In healthy, mature older adults, angiogenesis (growth of new blood vessels) is virtually non-existent. When it occurs in such individuals, it is frequently associated with a pathological condition. Among these are tumour growth and metastasis, age-related macula degeneration, retinopathy and rheumatoid arthritis. Antagonists are beneficial for treating these chronic conditions.
We have previously shown that shark cartilage is anti-angiogenic when administered orally. Subsequent research has demonstrated that this activity could be ascribed to a lipoid fraction. Lipid-rich extracts were isolated from a number of fish species and shark organs and assayed. The ethanolic extract from shark muscle was particularly potent. This preparation, macolipin, which is especially rich in polyunsaturated fatty acids (notably docosahexaenoic acid), produced a 50% inhibition at 5μg/ml. When administered orally macolipin elicited a 50% reduction in angiogenesis at 17mg/kg body weight.
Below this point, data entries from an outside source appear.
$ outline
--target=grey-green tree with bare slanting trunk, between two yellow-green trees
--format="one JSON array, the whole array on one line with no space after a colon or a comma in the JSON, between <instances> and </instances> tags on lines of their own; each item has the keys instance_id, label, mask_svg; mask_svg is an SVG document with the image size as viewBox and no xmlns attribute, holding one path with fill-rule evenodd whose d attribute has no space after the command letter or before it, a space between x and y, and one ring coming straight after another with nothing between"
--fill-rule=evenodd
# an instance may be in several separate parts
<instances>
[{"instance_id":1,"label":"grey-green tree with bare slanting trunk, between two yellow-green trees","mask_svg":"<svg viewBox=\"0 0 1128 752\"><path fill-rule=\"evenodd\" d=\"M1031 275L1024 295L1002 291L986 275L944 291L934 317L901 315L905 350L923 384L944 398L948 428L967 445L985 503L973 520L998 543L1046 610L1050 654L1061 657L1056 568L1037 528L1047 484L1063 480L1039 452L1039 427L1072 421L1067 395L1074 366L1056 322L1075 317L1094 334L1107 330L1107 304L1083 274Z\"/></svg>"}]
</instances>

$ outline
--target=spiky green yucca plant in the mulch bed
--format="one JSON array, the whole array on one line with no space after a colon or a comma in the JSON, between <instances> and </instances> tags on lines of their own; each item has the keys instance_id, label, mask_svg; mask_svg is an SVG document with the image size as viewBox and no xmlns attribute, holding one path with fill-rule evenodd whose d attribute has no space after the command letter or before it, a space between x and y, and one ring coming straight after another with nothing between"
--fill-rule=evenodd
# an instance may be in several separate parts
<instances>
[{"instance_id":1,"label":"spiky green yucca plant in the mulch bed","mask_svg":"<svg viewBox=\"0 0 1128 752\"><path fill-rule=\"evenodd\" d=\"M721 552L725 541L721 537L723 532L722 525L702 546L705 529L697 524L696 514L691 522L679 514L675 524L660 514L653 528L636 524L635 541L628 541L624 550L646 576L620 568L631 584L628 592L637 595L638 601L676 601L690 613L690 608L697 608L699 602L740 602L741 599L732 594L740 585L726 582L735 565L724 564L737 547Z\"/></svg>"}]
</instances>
Several plant or vegetable oils including olive oil were shown to have no inhibitory effect in the aortic ring or the in vivo models. However, macolipin, when combined with olive oil (1:9) is twice as potent in the in vitro system. This combination is 6 to 7 times more active when administered orally to rats.
Preliminary experiments suggest that this combination can negate the stimulatory effects of factors such as VEGF, FGF-2 and TGF-β. This suggests that Macolipin/Olive oil (1:9) mixture is a potent orally-active natural product that has significant anti-angiogenic effects.